The property industry has hit out at what appears to be government confusion over a raft of new rules coming into effect in only three weeks from now.
Firstly the National Landlords Association says it is “plain farcical” that changes have been announced this week concerning restrictions to Section 21 'no fault possession' notices in two official documents posted online by the government (here and here).
They appear to be challenging for many to understand without additional guidance - which is not forthcoming - and Richard Lambert, chief executive officer of the NLA, is up in arms.
“These regulations are poorly worded, badly timed and are being tabled with just days to spare before they are due to come into force on October 1. As we understand it, there will be no guidance from the Government explaining how to comply before then. How can a landlord about to let a property on a tenancy from the start of October be expected to comply with these new requirements if they’ve not been told what they are and what is expected?”
Lambert adds: “It’s shoddy, to say the least. Coming hot on the heels of the Smoke and Carbon Monoxide Alarm debacle in the Lords yesterday, which due to official incompetence looks highly unlikely to come into force this year, this is something akin to a Laurel and Hardy sketch.”
And the smoke and carbon monoxide alarms are also subject to confusion over the fate of legislation which was supposed to have made their installation compulsory in private rented homes.
Draft regulations were laid earlier in the year to require private sector landlords to install at least one smoke alarm on every storey of their rental property from October 1 this year, providing local authorities with the power to fine landlords who fail to comply £5,000.
But the House of Lords earlier this week rejected the draft legislation at is final stage on the basis that the proposed introduction is less than three weeks away and that the government has not done enough to inform the private rental sector of the changes. The Lords has also complained that the legislation is poorly worded.
Now the British Property Federation, which has supported the draft legislation, has warned that by the time the legislation is approved, landlords - and agents who act for them - will be left with mere days to comply with the legislation, risking the £5,000 fine.
The BPF has issued further concerns that information about the impending change in legislation has been poorly disseminated, and that many landlords may even be unaware of the changes and the potential fines.

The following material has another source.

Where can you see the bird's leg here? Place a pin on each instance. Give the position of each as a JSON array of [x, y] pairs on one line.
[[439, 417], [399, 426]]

“We’ve been fully supportive of the campaign to make smoke alarms compulsory in private rented properties, and are therefore extremely disappointed to see this unnecessary delay in proceedings” says Ian Fletcher, director of policy at the BPF.
“The original timeframe for the legislation was tight, but allowing time for a further debate in the Lords is going to make this even worse. Coupled with the fact that there has been no publicity on the changes, we are worried that many landlords are going to be caught out by the fine as a result of government’s disorganisation and lack of clarity” he says.
"It is particularly frustrating that one of the reasons that this revocation has happened is because the introduction is worded poorly, as there has been no consultation on this.”